Authors
Changchun Ye, Zilu Chen, Jiantao Jiang, Jianzhong Li, Ranran Kong, Shiyuan Liu, Xin Chen, Zhengshui Xu
Published in
Journal of enzyme inhibition and medicinal chemistry. Volume 41. Issue 1. Pages 2627711. Epub Feb 23, 2026.
Abstract
A series of oxadiazole-based dual inhibitors targeting GSK3 and HDAC6 were rationally designed by integrating key pharmacophores into a single molecule. Among these derivatives, 4-(((5-(benzo[d][1, 3]dioxol-5-yl)-1,3,4-oxadiazol-2-yl)thio)methyl)-N-hydroxybenzamide (15i) was identified as the most potent compound with IC50 of 5.50, 69 nM and 88 nM against HDAC6, GSK3α and GSK3β, respectively. 15i also exhibited potent cytotoxicity against the AGS cancer cell line, with IC50 values in the submicromolar range.

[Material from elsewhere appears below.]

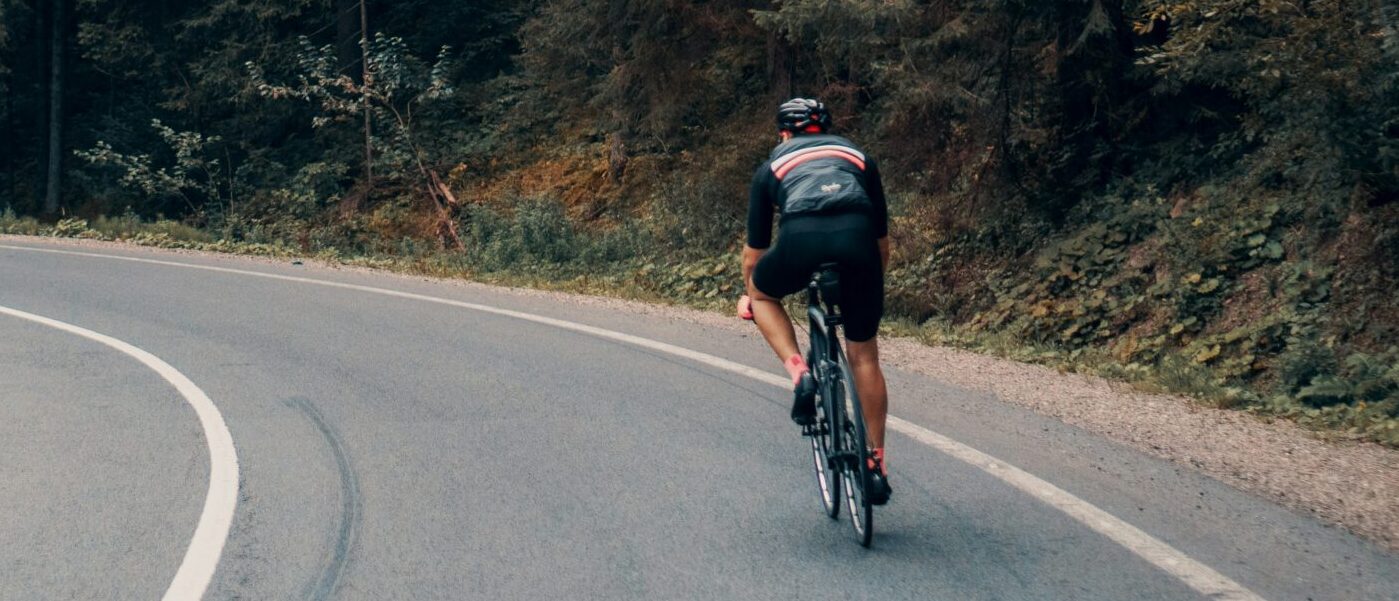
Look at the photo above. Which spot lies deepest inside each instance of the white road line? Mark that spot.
(202, 556)
(1198, 576)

Molecular docking simulation confirmed that 15i fitted well into the active sites of both HDAC6 and GSK3β. These findings establish compound 15i as a promising candidate for further evaluation.
PMID:
41725379
Bibliographic data and abstract were imported from PubMed on 23 Feb 2026.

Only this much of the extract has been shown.